BEIJING/WASHINGTON, (Reuters) – Blind Chinese dissident Chen Guangcheng made a dramatic plea for help in a cellphone call to a U.S. congressional hearing from his hospital bed in Beijing, raising the pressure on President Barack Obama over his administration’s handling of the case.
Chen, a self-taught legal activist, sheltered in the U.S. Embassy for six days until Wednesday. He left the embassy on the same day that U.S. Secretary of State Hillary of Clinton arrived in Beijing for talks aimed at improving economic and strategic relations between the two superpowers.
But within hours, Chen changed his mind about a deal that U.S. officials had said would allow him to relocate with his family and pursue his studies at a university.
Yesterday’s U.S. congressional hearing on Chen’s case took a dramatic turn when a witness called the dissident on his cellphone and relayed his appeal for help to members of Congress and the media.
“I want to come to the U.S. to rest. I have not had a rest in 10 years,” Chen said, according to a translation by Bob Fu, the president of Texas-based religious and human rights group ChinaAid. Fu held his cellphone to the microphone so that Chen could be heard, and translated his words.
Speaking from a Beijing hospital where he was reunited with his wife on Wednesday and where he was being treated for a foot injury, Chen said he wanted to meet Clinton to ask her for help and to thank her.
He said villagers who had helped him were “receiving retribution” and he was most concerned about the safety of his mother and brothers, according to Fu’s translation.
“I’m really scared for my other family members’ lives,” Chen said. “They have installed seven video cameras and are in my house.”

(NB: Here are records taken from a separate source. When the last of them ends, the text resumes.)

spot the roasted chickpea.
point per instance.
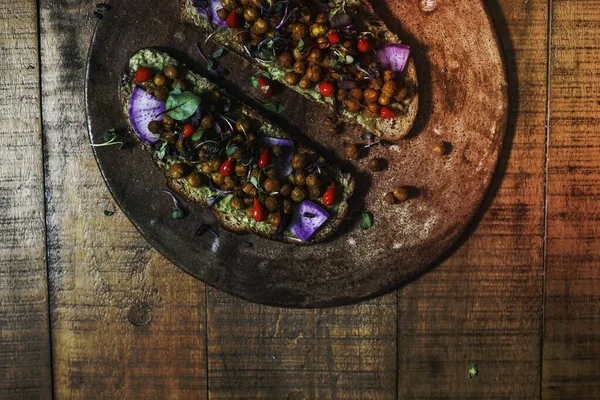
(161, 93)
(298, 194)
(291, 78)
(237, 203)
(300, 178)
(351, 151)
(178, 170)
(277, 150)
(317, 30)
(206, 122)
(286, 190)
(179, 82)
(155, 127)
(389, 198)
(299, 31)
(217, 178)
(313, 72)
(388, 75)
(250, 190)
(375, 164)
(271, 203)
(439, 149)
(389, 88)
(195, 180)
(401, 193)
(251, 14)
(171, 71)
(356, 93)
(314, 192)
(285, 60)
(315, 55)
(384, 100)
(274, 219)
(243, 125)
(222, 14)
(228, 4)
(313, 180)
(371, 95)
(353, 105)
(299, 161)
(300, 67)
(288, 207)
(305, 83)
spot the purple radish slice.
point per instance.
(283, 162)
(143, 109)
(393, 56)
(308, 217)
(210, 11)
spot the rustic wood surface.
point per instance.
(519, 297)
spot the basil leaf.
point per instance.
(366, 220)
(182, 105)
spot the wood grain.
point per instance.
(572, 335)
(260, 352)
(125, 322)
(25, 370)
(483, 305)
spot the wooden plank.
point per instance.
(259, 352)
(483, 305)
(125, 322)
(25, 370)
(572, 335)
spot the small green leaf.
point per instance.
(198, 134)
(177, 213)
(218, 53)
(275, 107)
(473, 370)
(366, 220)
(182, 105)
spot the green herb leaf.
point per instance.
(198, 134)
(182, 105)
(177, 213)
(218, 53)
(366, 220)
(473, 370)
(275, 107)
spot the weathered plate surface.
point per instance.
(463, 101)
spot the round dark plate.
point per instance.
(463, 97)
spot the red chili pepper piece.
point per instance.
(258, 211)
(233, 20)
(386, 113)
(363, 45)
(143, 74)
(188, 130)
(329, 195)
(326, 89)
(265, 86)
(264, 159)
(226, 168)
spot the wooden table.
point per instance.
(88, 310)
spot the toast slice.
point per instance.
(387, 128)
(221, 201)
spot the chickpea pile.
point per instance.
(233, 162)
(316, 56)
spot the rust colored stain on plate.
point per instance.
(463, 98)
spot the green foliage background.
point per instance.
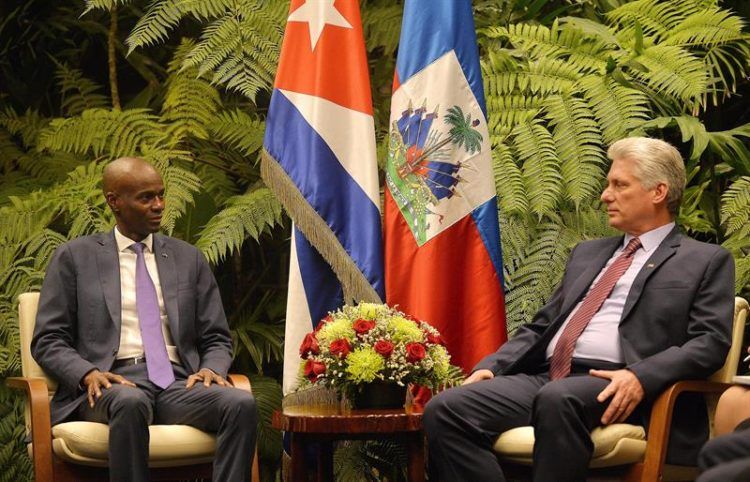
(186, 84)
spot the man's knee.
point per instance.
(715, 451)
(130, 402)
(240, 404)
(440, 408)
(552, 397)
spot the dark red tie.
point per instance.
(563, 353)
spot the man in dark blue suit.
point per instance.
(131, 324)
(594, 356)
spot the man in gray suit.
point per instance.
(131, 324)
(632, 315)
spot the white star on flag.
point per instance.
(318, 14)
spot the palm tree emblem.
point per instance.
(420, 172)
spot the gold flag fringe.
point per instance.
(355, 285)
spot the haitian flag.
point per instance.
(442, 242)
(319, 159)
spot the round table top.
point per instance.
(333, 419)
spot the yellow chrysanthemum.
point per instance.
(334, 330)
(404, 330)
(363, 365)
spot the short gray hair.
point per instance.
(654, 162)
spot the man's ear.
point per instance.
(660, 193)
(111, 198)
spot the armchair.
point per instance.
(75, 451)
(619, 445)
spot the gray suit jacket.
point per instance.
(78, 322)
(676, 324)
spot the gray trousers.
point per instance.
(462, 424)
(228, 412)
(726, 458)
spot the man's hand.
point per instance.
(95, 380)
(207, 376)
(479, 375)
(626, 392)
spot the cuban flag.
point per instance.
(319, 158)
(442, 242)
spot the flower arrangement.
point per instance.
(371, 342)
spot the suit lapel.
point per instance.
(584, 279)
(108, 264)
(662, 253)
(165, 263)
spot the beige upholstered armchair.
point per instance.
(629, 445)
(78, 450)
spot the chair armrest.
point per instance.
(240, 381)
(657, 437)
(41, 430)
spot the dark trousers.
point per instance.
(228, 412)
(462, 424)
(726, 458)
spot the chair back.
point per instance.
(27, 307)
(729, 370)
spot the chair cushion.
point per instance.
(518, 444)
(87, 443)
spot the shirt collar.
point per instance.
(123, 242)
(650, 240)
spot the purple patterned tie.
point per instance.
(147, 305)
(562, 356)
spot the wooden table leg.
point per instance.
(415, 449)
(298, 469)
(325, 461)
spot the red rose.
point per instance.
(415, 352)
(362, 326)
(384, 347)
(323, 322)
(313, 369)
(309, 345)
(340, 347)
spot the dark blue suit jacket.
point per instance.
(78, 321)
(676, 324)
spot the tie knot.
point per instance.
(632, 246)
(137, 247)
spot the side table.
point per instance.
(324, 424)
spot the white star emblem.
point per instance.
(318, 14)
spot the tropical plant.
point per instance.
(557, 94)
(186, 86)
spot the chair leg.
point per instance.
(255, 476)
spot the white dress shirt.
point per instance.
(131, 344)
(600, 339)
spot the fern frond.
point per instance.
(656, 17)
(672, 71)
(245, 215)
(239, 130)
(78, 92)
(381, 23)
(102, 132)
(578, 143)
(706, 28)
(509, 183)
(190, 102)
(541, 172)
(617, 108)
(163, 16)
(735, 205)
(506, 112)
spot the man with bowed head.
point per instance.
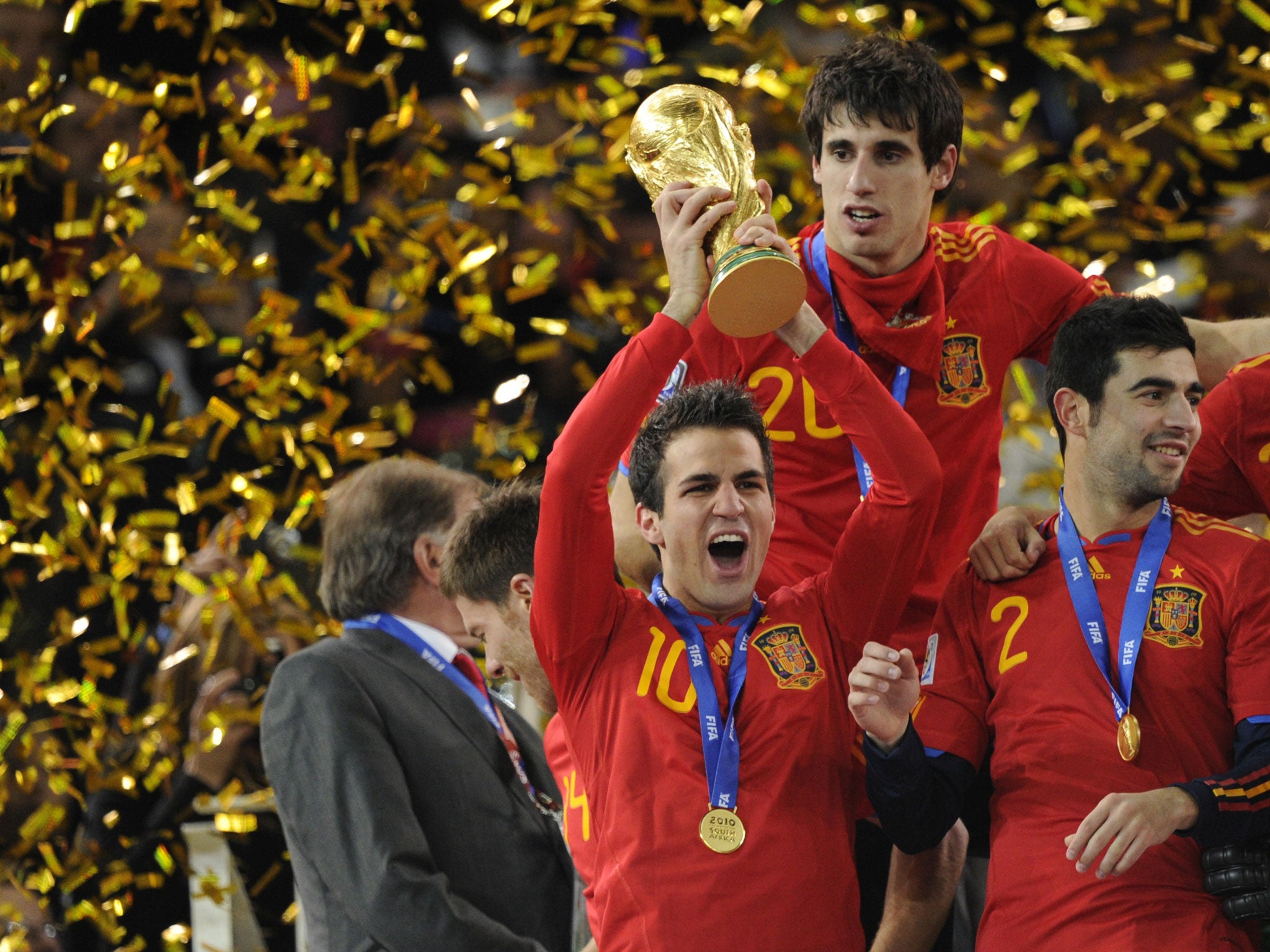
(1124, 684)
(417, 805)
(710, 728)
(488, 570)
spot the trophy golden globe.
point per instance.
(690, 134)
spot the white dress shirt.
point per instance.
(437, 640)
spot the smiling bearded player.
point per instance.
(711, 729)
(1130, 662)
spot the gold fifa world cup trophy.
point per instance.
(690, 134)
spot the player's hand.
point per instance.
(884, 690)
(219, 694)
(1008, 547)
(685, 215)
(1127, 826)
(761, 230)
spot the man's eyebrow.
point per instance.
(1165, 384)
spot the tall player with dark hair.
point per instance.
(1124, 683)
(710, 726)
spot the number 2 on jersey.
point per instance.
(1020, 603)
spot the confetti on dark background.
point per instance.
(246, 247)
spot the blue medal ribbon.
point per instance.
(722, 748)
(1137, 606)
(819, 259)
(402, 632)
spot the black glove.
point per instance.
(1241, 876)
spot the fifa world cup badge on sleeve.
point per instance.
(933, 646)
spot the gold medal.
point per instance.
(1128, 736)
(722, 831)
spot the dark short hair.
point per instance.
(492, 544)
(894, 81)
(722, 405)
(1086, 352)
(370, 527)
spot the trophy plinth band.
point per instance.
(755, 291)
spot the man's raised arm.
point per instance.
(881, 550)
(575, 594)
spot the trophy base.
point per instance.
(755, 291)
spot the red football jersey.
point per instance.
(621, 676)
(974, 301)
(1228, 472)
(1011, 667)
(577, 822)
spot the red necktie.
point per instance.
(464, 663)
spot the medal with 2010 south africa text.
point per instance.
(722, 831)
(1128, 736)
(1137, 607)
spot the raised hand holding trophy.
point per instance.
(690, 134)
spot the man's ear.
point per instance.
(427, 559)
(944, 169)
(521, 589)
(1072, 412)
(649, 524)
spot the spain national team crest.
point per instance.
(789, 656)
(962, 371)
(1175, 617)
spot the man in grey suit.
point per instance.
(417, 806)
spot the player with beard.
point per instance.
(1124, 683)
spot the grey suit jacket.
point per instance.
(407, 826)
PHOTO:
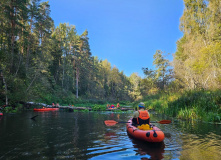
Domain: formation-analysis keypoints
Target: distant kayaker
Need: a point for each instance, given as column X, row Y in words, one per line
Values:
column 141, row 116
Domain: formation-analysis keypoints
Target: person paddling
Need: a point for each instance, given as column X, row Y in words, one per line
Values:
column 141, row 116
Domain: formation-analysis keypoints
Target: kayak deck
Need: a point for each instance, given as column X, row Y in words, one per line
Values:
column 153, row 135
column 45, row 109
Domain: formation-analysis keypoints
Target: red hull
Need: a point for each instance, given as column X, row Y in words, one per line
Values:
column 45, row 109
column 155, row 135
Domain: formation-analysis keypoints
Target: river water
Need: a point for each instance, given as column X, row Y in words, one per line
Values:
column 61, row 135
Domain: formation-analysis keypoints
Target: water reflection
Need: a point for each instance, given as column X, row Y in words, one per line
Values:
column 77, row 135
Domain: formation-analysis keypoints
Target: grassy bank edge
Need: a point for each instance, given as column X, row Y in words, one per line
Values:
column 198, row 105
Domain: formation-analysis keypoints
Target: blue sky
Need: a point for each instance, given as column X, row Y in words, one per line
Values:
column 125, row 32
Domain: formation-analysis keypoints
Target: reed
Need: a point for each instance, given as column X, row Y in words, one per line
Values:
column 201, row 105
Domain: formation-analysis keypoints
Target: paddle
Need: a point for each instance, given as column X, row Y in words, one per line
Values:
column 112, row 122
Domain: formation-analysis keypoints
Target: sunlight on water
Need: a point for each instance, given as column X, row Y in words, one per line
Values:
column 64, row 135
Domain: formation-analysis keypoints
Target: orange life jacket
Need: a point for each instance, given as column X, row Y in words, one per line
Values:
column 143, row 115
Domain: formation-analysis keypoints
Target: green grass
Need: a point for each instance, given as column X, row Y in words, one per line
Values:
column 202, row 105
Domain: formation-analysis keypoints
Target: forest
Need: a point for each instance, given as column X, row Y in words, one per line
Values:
column 45, row 63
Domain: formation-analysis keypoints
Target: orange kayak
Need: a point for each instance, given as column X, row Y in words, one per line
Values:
column 45, row 109
column 153, row 135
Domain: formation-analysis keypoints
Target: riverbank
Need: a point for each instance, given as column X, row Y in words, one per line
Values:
column 198, row 105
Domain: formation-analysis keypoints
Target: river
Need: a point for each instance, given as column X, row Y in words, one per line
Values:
column 61, row 135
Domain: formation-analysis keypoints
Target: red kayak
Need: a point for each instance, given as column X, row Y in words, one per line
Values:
column 152, row 135
column 45, row 109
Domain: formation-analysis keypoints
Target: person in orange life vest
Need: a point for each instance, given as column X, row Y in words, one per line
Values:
column 141, row 116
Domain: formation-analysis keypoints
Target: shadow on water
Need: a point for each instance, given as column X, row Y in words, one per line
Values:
column 154, row 151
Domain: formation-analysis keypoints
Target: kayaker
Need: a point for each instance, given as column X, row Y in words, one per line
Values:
column 141, row 116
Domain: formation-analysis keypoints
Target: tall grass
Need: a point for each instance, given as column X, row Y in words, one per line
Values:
column 202, row 105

A pack of camera crews and reporters have been waiting outside Chen’s hospital in Beijing, kept away from the entrance by police. Radio Free Asia quoted Chen as saying he had received no visits from friends and his phone service was unreliable.
CRITICISM MOUNTS
U.S. officials have defended their handling of the case, but Republicans and Chen’s supporters were critical, saying the White House must ensure Chen’s safety. He sought refuge in the U.S. Embassy after escaping from house arrest in a village in rural Shandong province on April 22.
Republican presidential candidate Mitt Romney said if the reports were accurate, the U.S. Embassy “failed to put in place the kind of verifiable measures that would ensure the safety of Mr Chen and his family.
“If these reports are true, this is a dark day for freedom, and it’s a day of shame of the Obama administration,” Romney said during an event in Virginia yesterday as he campaigns for the November election.
China’s Foreign Ministry declined to comment on Chen’s request to leave the country and repeated its criticism of the way the United States had handled the issue as “unacceptable”. China has demanded an apology from the United States. Representative Ileana Ros-Lehtinen, chairwoman of the House of Representatives Foreign Affairs Committee, said: “It should have been obvious to U.S. officials all along that there is no way to guarantee Mr Chen’s safety so long as he is within reach of the Chinese police state.”
Some rights activists were also critical. “We have learned that when people come to the United States Embassy they are not in fact 100 percent safe,” said Reggie Littlejohn, president of the advocacy group Women’s Rights Without Frontiers.
“They can be turned over to the Chinese authorities from whom they were attempting to escape,” she told a news conference in Washington.
Fu of ChinaAid said Chen had told him that while he was at the embassy, U.S. officials conveyed a message that if he didn’t leave that day his family would be returned to the village where his family had lived “in hell” for years. Fu quoted Chen as saying: “I felt great pressure to leave.”
DECISION TO LEAVE
Chen, 40, is a legal activist who campaigned against forced abortions under China’s “one-child” policy.